= Laterna Magica (composition) =

Laterna Magica (The Magic Lantern) is an orchestral composition by the Finnish composer Kaija Saariaho. The work was commissioned by the Berlin Philharmonic and the Lucerne Festival. Its world premiere was given by the Berlin Philharmonic under the direction of Simon Rattle at the Berliner Philharmonie on August 28, 2009.

==Composition==
Laterna Magica has a duration of approximately 20 minutes and is cast in a single continuous movement.

===Background===
The title of the piece comes from an eponymous autobiography by the Swedish film director Ingmar Bergman. The book caught Saariaho's attention after many years while she was cleaning a bookshelf in August 2007. In the score program note, she wrote, "In time, as I read the book, the variation of musical motifs at different tempos emerged as one of the basic ideas behind the orchestral piece on which I was beginning to work. Symbolising this was the Laterna Magica, the first machine to create the illusion of a moving image: as the handle turns faster and faster, the individual images disappear and instead the eye sees continuous movement." In an interview with Georgia Rowe of the San Jose Mercury News, she further remarked, "He had gotten it as a birthday gift, and he writes of the miracle that happened when he made it go quicker and quicker, until it finally became a moving image. I liked that metaphor: It made me think of different tempi and how we perceive musical material."

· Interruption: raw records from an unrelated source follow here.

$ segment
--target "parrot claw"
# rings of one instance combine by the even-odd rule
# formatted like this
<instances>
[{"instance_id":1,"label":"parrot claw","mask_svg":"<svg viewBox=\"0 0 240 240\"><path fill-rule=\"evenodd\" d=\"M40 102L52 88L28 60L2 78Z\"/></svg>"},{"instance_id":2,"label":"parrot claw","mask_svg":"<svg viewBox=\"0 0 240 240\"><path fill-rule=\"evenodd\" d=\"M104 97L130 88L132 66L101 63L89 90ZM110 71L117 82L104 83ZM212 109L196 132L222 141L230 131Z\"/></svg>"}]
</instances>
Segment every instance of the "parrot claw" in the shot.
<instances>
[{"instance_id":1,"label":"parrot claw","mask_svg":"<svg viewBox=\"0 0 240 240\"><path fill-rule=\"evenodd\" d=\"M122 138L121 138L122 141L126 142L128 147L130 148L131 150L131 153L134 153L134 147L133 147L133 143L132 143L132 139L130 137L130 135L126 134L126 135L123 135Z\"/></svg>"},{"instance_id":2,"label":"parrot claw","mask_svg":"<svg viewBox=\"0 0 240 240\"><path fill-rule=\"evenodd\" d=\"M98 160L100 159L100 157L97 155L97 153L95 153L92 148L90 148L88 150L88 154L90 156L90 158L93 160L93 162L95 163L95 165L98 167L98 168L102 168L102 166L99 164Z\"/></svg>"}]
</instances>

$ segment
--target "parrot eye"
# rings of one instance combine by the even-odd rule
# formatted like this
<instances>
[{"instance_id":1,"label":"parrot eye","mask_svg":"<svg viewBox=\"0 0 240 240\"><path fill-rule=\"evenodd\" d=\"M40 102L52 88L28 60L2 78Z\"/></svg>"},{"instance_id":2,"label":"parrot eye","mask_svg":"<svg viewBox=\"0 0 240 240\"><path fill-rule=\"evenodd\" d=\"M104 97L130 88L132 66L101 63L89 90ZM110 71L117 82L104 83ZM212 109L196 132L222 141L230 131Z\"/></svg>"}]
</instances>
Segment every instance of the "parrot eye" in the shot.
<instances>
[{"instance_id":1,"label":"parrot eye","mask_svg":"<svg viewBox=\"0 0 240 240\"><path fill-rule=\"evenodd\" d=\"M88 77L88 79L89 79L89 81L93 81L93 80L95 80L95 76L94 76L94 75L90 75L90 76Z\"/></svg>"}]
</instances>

Saariaho was also moved by the way Bergman described the different lights captured by his favorite cinematographer Sven Nykvist. The composer incorporated these words into the piece, which are whispered in German by members of the orchestra. In English, the words read, "Gentle, dangerous, dream-like, lively, dead, clear, hazy, hot, strong, naked, sudden, dark, spring-like, penetrating, pressing, direct, oblique, sensuous, overpowering, restricting, poisonous, pacifying, bright light. Light."

===Instrumentation===
The work is scored for a large orchestra consisting of three flutes (3rd doubling piccolo and alto flute), three oboes, three clarinets, two bassoons (2nd doubling contrabassoon), six horns, four trumpets, three trombones, tuba, two timpanists, three percussionists, harp, celesta, piano, and strings.

==Reception==
Joshua Kosman of the San Francisco Chronicle wrote, "'Ingratiating' is a surprising way to describe a work by a composer whose language is often abstract, even austere. Yet Laterna Magica, which draws both its title and some narrative inspiration from the autobiography of the Swedish director Ingmar Bergman, is packed with arresting and oddball inventions." Joe Cadagin of the San Francisco Classical Voice remarked, "In an almost cinematographic manner, Saariaho depicts shifting lighting effects by juxtaposing blocks of sound dominated by various tone colors and acoustic effects similar to Berlioz' use of harmonics. At certain points, the horns emerge in a kind of drooping chorale meant to symbolize the color red. Wind chimes and celeste sparkled on the surface of a shimmering string halo, which required the string section to play almost at the point of inaudibility." Despite this praise, Cadagin said it "nonetheless seemed to lack a clear trajectory" and wrote, "Rather than working together, the two sides of the work make it feel confusingly split — should we sink into the hazy, light-inspired timbres or run with the pounding ostinati? While there are some beautiful moments, Saariaho often gets too absorbed in pure sonic beauty and the orchestral tone colors she has generated."